The results are reported by community and in aggregate. The detail results are fascinating. Just to share some of the many data: Only 74.7% of the “converts” identified actively with Catholicism before their conversion. Only 83% recorded support from their Catholic Church. The majority report conversion to Christ, or preaching and teaching as their cause for change. Most striking is the 92% who would not have changed had they experienced the same encounter in their Catholic Church. These results makes clear, at least for this Peruvian sample, that the grand theories of “Catholic exodus” are unfounded in the concrete data of the lives of these religious people as they report it.

The author suggests six pastoral conclusions. First, Peruvian people are religious. Those who join a NRM are not necessarily “leaving” the Church, but are filling a religious void. Second, the problem of religious change is not one of secularization, but of a different form of expression than 50 years ago. Official Catholicism is challenged to adapt to a modern, pluralistic society. Third, the classical understanding of “society” can no longer be relied upon to provide the basic structure of “community” for the religious individual. The success of NRMs and new Catholic lay movements rely on personalization of the expression of religious community, and direct experience of God. Fourth, the NRMs and their success among Catholics is a symptom of a lack of pastoral adaptation by the Church and a positive indication of a reality that otherwise could remain hidden. Fifth, it is not a help to demonize the NRMs, or Catholics who have joined them. Rather than avoiding “the other,” Catholics need to be prepared for pluralism, dialogue and a personal experience of their own convictions. Sixth, Peruvian Catholic leadership has traditionally characterized its people as “evangelized but not catechized.” This premise must be questioned. Peruvian Catholicism is challenged to take on a kerygmatic tone in order to Christianize society and not merely to socialize Christianity.

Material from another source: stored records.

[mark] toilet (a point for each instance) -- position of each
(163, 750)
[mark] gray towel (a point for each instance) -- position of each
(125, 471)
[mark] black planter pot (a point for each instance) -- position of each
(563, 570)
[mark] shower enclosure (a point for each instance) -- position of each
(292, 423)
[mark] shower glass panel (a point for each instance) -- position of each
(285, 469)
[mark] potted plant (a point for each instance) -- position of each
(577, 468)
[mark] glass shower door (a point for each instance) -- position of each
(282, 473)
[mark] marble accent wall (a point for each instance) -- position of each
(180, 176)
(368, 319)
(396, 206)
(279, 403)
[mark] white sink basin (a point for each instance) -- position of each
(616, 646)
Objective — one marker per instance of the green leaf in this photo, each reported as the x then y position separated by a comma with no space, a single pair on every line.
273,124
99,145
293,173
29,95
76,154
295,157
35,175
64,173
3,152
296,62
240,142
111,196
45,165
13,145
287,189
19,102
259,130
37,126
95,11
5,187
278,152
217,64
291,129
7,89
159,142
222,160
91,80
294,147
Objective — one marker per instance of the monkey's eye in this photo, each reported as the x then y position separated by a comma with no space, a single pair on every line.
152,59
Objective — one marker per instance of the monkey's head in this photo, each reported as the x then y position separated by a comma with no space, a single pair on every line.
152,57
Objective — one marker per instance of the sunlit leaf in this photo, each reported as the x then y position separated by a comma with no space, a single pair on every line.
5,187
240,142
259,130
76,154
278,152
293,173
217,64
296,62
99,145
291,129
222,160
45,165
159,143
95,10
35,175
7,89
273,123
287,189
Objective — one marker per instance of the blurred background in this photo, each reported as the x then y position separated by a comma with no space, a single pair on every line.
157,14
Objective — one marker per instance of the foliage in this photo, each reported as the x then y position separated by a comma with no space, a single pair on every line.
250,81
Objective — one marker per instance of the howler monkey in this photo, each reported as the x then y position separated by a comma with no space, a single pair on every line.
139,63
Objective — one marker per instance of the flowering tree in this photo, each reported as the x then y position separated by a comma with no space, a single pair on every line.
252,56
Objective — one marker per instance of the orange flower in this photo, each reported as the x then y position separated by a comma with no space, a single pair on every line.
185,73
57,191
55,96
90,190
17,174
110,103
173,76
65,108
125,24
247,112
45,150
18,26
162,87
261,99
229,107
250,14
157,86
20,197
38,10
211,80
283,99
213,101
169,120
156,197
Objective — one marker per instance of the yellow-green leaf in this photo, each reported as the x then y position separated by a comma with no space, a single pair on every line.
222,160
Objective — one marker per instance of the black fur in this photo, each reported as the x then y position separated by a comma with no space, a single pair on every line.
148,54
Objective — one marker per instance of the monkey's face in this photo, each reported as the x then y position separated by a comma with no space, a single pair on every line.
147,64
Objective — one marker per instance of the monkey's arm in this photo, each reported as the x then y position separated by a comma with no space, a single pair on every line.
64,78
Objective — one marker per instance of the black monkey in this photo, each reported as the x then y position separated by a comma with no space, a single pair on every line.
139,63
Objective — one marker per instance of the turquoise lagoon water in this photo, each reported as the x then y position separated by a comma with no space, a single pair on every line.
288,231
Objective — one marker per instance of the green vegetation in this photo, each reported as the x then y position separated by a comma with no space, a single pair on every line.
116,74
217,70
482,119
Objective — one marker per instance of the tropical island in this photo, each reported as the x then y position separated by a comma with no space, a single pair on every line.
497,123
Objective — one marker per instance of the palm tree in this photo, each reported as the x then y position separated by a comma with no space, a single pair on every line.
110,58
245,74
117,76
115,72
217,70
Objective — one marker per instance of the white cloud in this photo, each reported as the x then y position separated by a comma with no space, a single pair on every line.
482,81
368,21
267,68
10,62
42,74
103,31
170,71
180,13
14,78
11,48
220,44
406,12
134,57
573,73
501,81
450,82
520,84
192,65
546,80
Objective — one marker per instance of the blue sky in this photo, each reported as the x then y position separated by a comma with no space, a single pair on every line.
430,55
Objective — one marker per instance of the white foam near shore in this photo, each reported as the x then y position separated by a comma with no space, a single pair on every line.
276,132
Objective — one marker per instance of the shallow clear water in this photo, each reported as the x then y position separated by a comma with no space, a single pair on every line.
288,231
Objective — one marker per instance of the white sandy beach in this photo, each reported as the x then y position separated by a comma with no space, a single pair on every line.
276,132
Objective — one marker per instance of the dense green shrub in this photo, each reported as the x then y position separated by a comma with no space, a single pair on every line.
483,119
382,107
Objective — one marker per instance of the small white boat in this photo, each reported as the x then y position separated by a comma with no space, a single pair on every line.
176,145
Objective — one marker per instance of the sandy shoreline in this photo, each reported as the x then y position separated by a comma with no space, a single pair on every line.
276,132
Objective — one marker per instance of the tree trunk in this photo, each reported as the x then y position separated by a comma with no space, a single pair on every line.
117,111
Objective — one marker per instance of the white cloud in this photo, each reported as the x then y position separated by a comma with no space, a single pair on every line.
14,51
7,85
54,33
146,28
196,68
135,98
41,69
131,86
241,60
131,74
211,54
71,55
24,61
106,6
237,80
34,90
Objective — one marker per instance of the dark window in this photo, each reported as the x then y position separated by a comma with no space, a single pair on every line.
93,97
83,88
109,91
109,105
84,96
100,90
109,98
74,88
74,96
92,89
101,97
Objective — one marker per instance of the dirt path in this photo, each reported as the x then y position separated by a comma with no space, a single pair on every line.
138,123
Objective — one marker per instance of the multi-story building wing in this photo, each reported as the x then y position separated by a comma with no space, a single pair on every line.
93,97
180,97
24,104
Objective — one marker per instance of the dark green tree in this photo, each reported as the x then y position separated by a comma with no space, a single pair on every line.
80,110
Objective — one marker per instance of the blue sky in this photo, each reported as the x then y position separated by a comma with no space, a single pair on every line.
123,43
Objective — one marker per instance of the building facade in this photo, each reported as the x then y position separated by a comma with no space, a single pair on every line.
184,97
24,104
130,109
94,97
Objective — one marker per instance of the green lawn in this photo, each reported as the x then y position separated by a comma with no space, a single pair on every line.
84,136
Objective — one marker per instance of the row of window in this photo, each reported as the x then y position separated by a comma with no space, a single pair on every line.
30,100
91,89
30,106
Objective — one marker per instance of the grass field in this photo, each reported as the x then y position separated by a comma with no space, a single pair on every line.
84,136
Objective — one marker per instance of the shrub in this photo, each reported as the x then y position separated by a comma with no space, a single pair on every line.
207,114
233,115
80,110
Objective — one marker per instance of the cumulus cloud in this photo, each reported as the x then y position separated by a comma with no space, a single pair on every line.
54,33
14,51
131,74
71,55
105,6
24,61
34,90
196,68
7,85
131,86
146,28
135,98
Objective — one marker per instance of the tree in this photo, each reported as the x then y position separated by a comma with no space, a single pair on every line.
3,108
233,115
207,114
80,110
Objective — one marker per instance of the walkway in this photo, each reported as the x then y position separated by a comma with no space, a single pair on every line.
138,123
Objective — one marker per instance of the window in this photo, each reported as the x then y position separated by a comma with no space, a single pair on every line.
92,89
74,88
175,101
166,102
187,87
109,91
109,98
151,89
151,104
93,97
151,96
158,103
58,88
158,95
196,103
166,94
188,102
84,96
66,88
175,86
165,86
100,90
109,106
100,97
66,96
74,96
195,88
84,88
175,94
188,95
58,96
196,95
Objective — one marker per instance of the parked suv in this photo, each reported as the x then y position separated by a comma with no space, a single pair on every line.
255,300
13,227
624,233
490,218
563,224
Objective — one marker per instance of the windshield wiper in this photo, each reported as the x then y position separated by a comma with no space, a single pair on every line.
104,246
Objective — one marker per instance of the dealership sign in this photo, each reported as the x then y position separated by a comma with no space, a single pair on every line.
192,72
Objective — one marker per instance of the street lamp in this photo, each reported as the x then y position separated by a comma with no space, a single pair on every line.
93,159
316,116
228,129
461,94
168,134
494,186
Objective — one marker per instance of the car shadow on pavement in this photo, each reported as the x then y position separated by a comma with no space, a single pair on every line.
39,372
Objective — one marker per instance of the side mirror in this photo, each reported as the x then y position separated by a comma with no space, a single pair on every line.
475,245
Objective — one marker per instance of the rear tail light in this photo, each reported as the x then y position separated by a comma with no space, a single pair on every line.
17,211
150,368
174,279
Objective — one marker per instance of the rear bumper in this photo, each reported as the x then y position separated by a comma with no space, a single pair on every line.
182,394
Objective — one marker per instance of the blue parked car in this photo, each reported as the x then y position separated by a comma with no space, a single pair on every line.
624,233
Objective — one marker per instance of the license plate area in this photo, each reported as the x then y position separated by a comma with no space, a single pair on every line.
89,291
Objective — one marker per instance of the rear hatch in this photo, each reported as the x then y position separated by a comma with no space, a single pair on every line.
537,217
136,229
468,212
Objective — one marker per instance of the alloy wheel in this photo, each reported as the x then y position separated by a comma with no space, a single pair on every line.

The forth section is the least mature. It treats Peruvian religious identity in categories of “religious and ecclesial informality.” It elaborates the question in three chapters with pastoral conclusions. The pastoral conclusions in this section are two. The author suggests the need for the successful lay apostolic movements, of both left and right, to be more apostolic and world oriented than internally oriented. These “elitist” groups produce the most ecclesial committed Catholics, touching 1% of the faithful. They provide an enormous resource for this kerygmatic challenge of the Church to reach out to the majority of Peruvians untouched by the pastoral support of the Church. The second challenge is to the parish structures which often account for forty or fifty thousand persons, to serve and touch the lives of more than the two or three hundred who may avail themselves of the sacramental life offered. The author contrasts the elaborate community outreach of some of the parishes to the more enclosed traditional parishes that wait on individuals to present themselves for ministry. New community vitality is needed if the direct experience of God is to equip Catholic Christians for coping with the fragmentation of modern society.

Scholars of Peruvian society and pastoral theologians will undoubtedly find much with which to debate in one or another section of this far ranging set of studies. However, the book provides the solid sociological base for analyzing religious pluralism in Latin America and reorienting pastoral strategies from the defensive and reactive to an evangelical and lay renewal that can serve the Gospel amid a changing social climate.